Optimizing SVM did not significantly improve performance on high CD4 eyes compared to SVM full. This observation diminished the veracity of the ranking for high CD4 and made the location of the significant defects uncertain. The locations of the eight most important field locations were scattered without a pattern.

Our previous observation at the beginning of the HAART era showed a pattern of visual loss sparing of the papillomacular bundles and associated damage to the inferior retina external to the posterior pole [8]. Similarly, the papillomacular area was spared in this cohort, as was the inferior retina outside the arcades. The diffuse pattern of damage has also been shown when analyzing one eye per patient only, in a similar but not identical HIV-positive cohort [32]. It is tempting to speculate that HAART therapy may have an effect on the extent of retinal damage; longitudinal observation could bring more light to this complex problem.

HIV retinopathy is a microvasculopathy that causes peripapillary hemorrhages, microangiopathy, and cotton-wool spots in retinae that have not been secondarily infected [9, 10, 33, 34]. Inner retinal thinning was previously reported with OCT and scanning laser polarimetry of low CD4 eyes, with inferior thinning being more prominent [12, 13]. RNFL thinning was found even in patients with good immune status in the HAART era [35]. Retinal microinfarctions may be responsible for the RNFL defects and field deficits. Similar findings were also reported in HIV-positive children using the third-generation OCT [36]. Although fields from high CD4 eyes appear mostly normal to human perimetric experts, this study found that the trained machine learning classifiers and MD could each distinguish between eyes from high CD4 patients and normal eyes.

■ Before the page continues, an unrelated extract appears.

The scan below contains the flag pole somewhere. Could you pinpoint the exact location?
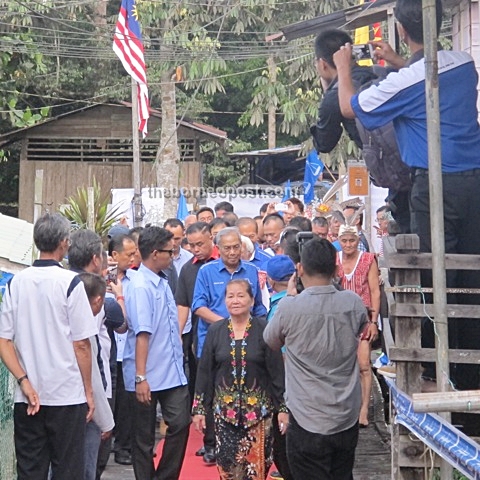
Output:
[132,78,143,227]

Pattern recognition has proved extremely useful in this clinical scenario. Even if testing the visual field in HIV patients currently does not have the same relevance for managing patients as it does in glaucoma, it has served to uncover information about the disease process. To assist the management of patients with HIV, a future approach could be the establishment of threshold values for MD or for SVM that would enable identification of individuals who have retinal damage.

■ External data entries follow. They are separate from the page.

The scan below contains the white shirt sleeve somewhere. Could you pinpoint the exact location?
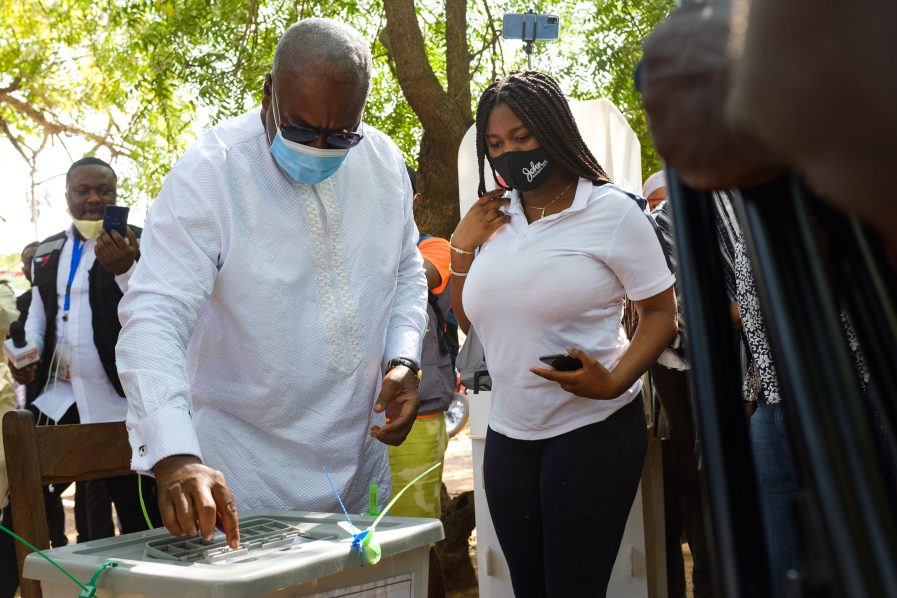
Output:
[115,260,137,293]
[383,165,427,369]
[116,172,223,472]
[0,281,19,338]
[25,287,47,354]
[605,202,676,301]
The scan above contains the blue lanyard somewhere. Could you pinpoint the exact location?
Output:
[62,237,84,314]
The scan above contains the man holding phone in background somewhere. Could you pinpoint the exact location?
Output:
[10,157,161,552]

SVM, especially when the feature set is optimized by dimensionality reduction, is a sensitive classification method that approaches the performance of the theoretical optimal classifier for classifying visual fields [16, 18, 24, 25]. Optimized machine learning classifiers appear to be a valid approach to detecting subtle abnormalities in medical tests with complex multidimensional measurements. This concept was demonstrated in our previous report analyzing complex datasets from mfERG in HIV-positive patients [15].

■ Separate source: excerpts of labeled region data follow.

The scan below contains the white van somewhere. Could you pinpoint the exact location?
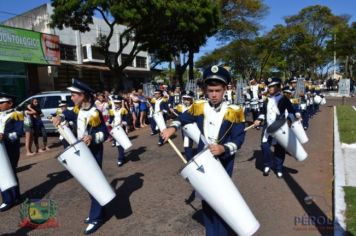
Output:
[17,91,73,133]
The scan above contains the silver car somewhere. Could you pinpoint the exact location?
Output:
[17,91,73,133]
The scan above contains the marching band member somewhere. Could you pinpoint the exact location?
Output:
[254,78,299,178]
[53,80,108,234]
[249,78,260,130]
[161,66,245,236]
[175,91,194,160]
[225,84,235,104]
[0,93,23,212]
[150,89,169,146]
[52,100,75,148]
[109,95,128,167]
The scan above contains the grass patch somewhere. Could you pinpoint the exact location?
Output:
[336,105,356,144]
[344,187,356,235]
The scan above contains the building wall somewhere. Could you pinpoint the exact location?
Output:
[3,3,150,93]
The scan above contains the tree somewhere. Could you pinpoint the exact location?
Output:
[285,5,348,78]
[51,0,219,89]
[327,22,356,78]
[147,0,220,86]
[216,0,268,41]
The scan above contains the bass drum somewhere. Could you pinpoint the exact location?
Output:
[57,141,115,206]
[180,149,260,235]
[267,119,308,161]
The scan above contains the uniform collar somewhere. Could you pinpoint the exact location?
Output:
[209,101,224,112]
[80,104,93,111]
[268,92,281,98]
[3,108,15,114]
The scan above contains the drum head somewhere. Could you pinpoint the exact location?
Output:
[267,119,287,134]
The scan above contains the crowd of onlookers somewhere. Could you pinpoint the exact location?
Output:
[24,98,50,156]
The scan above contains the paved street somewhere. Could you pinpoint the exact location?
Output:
[0,98,356,235]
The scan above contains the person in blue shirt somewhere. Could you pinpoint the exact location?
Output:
[161,66,245,236]
[108,95,128,167]
[53,80,108,234]
[0,93,23,212]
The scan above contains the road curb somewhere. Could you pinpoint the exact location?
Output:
[334,106,346,236]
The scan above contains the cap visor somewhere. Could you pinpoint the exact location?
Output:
[67,86,84,93]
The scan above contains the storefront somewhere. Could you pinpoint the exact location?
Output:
[0,26,60,101]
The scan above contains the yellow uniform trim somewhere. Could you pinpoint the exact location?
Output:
[176,104,183,113]
[121,108,129,116]
[10,111,24,121]
[188,102,205,116]
[88,111,101,127]
[224,105,245,123]
[73,106,80,114]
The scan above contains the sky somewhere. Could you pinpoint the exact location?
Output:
[0,0,356,59]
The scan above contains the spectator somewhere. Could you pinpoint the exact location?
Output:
[129,90,140,129]
[95,93,109,122]
[27,98,50,153]
[137,89,148,128]
[24,104,36,156]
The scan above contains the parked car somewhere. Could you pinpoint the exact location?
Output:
[17,91,74,133]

In summary, we have confirmed that eyes from low CD4 HIV patients have visual field measurements indicating retinal damage, and that high CD4 eyes also have retinal damage. We have demonstrated that a generalized learning classifier, SVM, is effective at learning which eyes have field defects, even when these defects are subtle, and we have discovered that MD, a statistical classifier tuned to visual field data, is also effective in distinguishing both high CD4 fields and low CD4 fields from normal. An important message to people at risk of HIV and to their providers is that HIV infection may produce ocular damage under HAART, even if there is good immune status.